Results: We show that when estimating the performance of classifiers on low signal datasets (i.e. those which are difficult to classify), which are typical of many prognostic microarray studies, commonly used performance measures can suffer from a substantial negative bias. For error rate this bias is only severe in quite restricted situations, but can be much larger and more frequent when using ranking measures such as the receiver operating characteristic (ROC) curve and area under the ROC (AUC). Substantial biases are shown in simulations and on the van 't Veer breast cancer dataset. The classification error rate can have large negative biases for balanced datasets, whereas the AUC shows substantial pessimistic biases even for imbalanced datasets. In simulation studies using 10-fold cross-validation, AUC values of less than 0.3 can be observed on random datasets rather than the expected 0.5. Further experiments on the van 't Veer breast cancer dataset show these biases exist in practice.

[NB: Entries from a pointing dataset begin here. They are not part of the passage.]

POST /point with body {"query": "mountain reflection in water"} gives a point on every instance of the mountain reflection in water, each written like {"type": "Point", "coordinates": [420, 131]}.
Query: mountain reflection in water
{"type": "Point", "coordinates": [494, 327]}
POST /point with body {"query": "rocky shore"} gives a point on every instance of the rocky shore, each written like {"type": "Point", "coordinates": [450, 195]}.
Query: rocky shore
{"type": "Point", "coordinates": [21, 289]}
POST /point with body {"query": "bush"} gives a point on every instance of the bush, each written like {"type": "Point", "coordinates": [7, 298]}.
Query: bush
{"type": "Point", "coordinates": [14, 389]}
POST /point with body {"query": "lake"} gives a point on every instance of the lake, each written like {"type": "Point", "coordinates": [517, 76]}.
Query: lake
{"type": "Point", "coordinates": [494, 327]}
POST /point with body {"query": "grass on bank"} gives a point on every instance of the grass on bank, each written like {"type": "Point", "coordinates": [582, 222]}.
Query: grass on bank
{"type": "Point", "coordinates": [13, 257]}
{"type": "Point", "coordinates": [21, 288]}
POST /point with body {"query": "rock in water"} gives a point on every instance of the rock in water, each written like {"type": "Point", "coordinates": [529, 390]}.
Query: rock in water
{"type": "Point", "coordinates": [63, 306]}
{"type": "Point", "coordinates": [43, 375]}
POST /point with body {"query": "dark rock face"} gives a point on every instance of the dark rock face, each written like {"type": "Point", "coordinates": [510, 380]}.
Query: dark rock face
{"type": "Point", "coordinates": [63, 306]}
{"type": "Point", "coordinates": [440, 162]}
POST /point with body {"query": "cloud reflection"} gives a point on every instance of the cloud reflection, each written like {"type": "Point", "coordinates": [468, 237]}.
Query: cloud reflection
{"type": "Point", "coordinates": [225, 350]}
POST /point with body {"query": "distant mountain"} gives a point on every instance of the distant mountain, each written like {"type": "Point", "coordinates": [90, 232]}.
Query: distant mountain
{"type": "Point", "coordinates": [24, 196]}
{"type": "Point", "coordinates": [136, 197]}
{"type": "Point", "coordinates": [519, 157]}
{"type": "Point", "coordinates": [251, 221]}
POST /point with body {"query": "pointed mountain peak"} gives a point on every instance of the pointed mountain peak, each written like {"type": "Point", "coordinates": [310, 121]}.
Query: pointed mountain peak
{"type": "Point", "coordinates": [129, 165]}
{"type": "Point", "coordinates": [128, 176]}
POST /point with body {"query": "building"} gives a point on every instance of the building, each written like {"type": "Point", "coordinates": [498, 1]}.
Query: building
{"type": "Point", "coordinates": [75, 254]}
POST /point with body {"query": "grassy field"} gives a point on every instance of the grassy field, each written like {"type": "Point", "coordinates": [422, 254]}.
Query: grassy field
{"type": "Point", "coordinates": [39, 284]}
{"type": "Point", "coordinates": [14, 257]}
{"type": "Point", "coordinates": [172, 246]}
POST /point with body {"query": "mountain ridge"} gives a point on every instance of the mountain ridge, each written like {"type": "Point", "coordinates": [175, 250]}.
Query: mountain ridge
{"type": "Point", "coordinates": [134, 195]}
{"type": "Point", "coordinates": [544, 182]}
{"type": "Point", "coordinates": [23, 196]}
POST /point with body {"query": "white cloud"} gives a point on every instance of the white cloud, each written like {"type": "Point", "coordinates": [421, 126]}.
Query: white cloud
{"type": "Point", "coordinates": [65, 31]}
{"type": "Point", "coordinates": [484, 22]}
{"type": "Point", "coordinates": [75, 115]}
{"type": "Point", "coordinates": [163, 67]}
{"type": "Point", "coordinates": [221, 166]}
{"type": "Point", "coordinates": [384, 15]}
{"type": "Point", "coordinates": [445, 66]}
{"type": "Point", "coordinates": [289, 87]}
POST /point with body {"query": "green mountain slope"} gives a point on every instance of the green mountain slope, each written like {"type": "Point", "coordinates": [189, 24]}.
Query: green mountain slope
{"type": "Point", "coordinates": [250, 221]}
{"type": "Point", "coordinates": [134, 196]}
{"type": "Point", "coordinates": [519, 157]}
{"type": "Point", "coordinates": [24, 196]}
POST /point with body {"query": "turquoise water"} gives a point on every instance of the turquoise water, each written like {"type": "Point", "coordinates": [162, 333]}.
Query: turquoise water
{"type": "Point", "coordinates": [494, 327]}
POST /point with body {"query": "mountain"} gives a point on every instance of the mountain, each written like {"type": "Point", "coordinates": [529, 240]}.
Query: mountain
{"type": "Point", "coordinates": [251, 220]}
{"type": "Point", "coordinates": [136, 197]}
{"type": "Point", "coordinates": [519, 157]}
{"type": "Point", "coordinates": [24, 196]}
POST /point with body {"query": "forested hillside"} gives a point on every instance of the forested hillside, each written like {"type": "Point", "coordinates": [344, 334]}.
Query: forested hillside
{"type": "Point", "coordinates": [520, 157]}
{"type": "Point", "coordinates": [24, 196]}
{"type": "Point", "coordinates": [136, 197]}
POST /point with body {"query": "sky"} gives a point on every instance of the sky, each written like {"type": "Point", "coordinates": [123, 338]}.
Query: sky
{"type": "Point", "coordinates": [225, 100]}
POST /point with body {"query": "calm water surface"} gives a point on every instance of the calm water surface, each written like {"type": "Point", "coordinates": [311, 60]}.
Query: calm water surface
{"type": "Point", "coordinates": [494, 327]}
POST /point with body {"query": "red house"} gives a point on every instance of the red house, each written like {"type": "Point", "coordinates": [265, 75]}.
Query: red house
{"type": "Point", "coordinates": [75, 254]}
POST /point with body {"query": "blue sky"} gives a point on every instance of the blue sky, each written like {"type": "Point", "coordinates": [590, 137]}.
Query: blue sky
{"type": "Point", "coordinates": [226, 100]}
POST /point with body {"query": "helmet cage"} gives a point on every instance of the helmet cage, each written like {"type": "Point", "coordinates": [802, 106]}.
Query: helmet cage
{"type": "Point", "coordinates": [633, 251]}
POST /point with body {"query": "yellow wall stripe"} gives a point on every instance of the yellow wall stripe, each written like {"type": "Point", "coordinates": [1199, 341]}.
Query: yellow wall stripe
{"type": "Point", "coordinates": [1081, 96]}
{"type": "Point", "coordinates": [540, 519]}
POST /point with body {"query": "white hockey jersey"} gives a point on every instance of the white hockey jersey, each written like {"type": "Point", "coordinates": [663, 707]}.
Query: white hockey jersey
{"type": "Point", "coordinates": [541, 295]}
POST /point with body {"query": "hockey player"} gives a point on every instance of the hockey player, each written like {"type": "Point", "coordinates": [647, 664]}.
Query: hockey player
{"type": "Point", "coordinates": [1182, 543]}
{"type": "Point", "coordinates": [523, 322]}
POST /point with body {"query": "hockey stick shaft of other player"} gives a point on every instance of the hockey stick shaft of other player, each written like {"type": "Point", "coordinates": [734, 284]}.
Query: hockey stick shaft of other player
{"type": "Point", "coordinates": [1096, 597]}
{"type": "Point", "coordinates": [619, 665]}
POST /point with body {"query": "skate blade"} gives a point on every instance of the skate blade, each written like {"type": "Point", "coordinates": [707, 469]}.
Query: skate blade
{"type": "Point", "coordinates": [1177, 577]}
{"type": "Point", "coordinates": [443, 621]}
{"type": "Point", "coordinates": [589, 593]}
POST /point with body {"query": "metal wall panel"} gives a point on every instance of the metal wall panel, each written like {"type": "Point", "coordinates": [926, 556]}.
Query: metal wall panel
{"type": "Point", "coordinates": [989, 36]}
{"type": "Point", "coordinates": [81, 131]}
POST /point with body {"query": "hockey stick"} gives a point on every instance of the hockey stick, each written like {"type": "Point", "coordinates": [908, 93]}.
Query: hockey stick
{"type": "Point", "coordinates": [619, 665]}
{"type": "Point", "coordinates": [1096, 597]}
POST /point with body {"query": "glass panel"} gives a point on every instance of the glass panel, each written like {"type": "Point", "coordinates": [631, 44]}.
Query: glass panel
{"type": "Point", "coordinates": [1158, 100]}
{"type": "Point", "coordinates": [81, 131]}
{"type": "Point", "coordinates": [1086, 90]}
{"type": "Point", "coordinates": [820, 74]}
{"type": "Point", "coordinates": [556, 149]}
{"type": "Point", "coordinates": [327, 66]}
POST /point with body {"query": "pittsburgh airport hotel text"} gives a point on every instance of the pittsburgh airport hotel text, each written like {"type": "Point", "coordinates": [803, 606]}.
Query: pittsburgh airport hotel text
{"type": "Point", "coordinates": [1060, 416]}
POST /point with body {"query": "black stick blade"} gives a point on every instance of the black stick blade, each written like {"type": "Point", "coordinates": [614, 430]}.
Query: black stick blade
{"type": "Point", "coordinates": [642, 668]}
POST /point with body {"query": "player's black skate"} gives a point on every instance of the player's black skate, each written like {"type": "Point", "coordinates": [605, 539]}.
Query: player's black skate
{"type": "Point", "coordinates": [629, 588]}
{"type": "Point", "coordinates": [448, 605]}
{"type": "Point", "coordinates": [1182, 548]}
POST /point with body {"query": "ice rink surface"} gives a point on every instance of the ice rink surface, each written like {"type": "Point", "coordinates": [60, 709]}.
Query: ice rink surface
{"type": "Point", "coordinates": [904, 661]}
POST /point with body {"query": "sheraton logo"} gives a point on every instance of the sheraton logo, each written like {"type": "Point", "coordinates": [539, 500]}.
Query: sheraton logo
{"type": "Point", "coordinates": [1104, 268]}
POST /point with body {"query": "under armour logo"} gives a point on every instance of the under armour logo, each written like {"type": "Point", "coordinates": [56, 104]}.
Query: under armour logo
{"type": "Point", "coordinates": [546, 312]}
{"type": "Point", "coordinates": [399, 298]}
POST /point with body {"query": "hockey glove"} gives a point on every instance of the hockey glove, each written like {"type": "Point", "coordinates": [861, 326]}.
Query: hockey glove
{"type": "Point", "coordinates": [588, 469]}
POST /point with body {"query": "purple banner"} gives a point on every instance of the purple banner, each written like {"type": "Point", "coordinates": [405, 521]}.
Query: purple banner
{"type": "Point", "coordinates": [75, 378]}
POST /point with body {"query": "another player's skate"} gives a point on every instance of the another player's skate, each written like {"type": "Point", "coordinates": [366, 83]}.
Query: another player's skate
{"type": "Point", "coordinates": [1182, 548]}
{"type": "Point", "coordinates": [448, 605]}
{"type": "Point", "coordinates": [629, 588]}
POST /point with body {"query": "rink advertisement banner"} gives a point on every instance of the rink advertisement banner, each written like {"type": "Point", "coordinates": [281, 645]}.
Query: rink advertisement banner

Conclusion: Stratification bias can substantially affect several performance measures. In computing the AUC, the strategy of pooling the test samples from the various folds of cross-validation can lead to large biases; computing it as the average of per-fold estimates avoids this bias and is thus the recommended approach. As a more general solution applicable to other performance measures, we show that stratified repeated holdout and a modified version of k-fold cross-validation, balanced, stratified cross-validation and balanced leave-one-out cross-validation, avoids the bias. Therefore for model selection and evaluation of microarray and other small biological datasets, these methods should be used and unstratified versions avoided. In particular, the commonly used (unbalanced) leave-one-out cross-validation should not be used to estimate AUC for small datasets.